Initial commit: Korean voice-cloning TTS prototype

FastAPI backend, web UI, CosyVoice3/F5-TTS setup scripts, and handoff docs for GPU PC continuation. Co-authored-by: Cursor <cursoragent@cursor.com>
2026-06-04 13:36:37 +09:00
commit 7101fdcd65
36 changed files with 1937 additions and 0 deletions
--- a/scripts/setup_cosyvoice.sh
+++ b/scripts/setup_cosyvoice.sh
@@ -0,0 +1,38 @@
+#!/usr/bin/env bash
+# CosyVoice3 전용 venv + 레포 클론 + 모델 다운로드
+set -euo pipefail
+
+ROOT="$(cd "$(dirname "${BASH_SOURCE[0]}")/.." && pwd)"
+VENV="$ROOT/.venvs/cosyvoice"
+REPO="$ROOT/external/CosyVoice"
+MODEL_DIR="$ROOT/models/Fun-CosyVoice3-0.5B"
+
+mkdir -p "$ROOT/external" "$ROOT/models"
+
+if [[ ! -d "$REPO/.git" ]]; then
+  echo "CosyVoice 레포 클론..."
+  git clone --recursive https://github.com/FunAudioLLM/CosyVoice.git "$REPO"
+  cd "$REPO"
+  git submodule update --init --recursive
+else
+  echo "CosyVoice 레포 이미 존재: $REPO"
+fi
+
+python3 -m venv "$VENV"
+"$VENV/bin/pip" install -U pip wheel
+"$VENV/bin/pip" install torch torchaudio --index-url https://download.pytorch.org/whl/cu124
+"$VENV/bin/pip" install -r "$REPO/requirements.txt"
+"$VENV/bin/pip" install huggingface_hub modelscope
+
+echo "CosyVoice3 모델 다운로드 (Hugging Face)..."

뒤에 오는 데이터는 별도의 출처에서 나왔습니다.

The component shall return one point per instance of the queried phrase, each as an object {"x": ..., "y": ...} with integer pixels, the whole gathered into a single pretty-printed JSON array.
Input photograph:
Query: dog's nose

+"$VENV/bin/python" - <<PY
+from huggingface_hub import snapshot_download
+snapshot_download(
+    'FunAudioLLM/Fun-CosyVoice3-0.5B-2512',
+    local_dir='$MODEL_DIR',
+)
+print('Model saved to $MODEL_DIR')
+PY
+
+echo "CosyVoice venv 준비 완료: $VENV"
+echo "테스트: $VENV/bin/python $ROOT/scripts/workers/cosy_infer.py --help"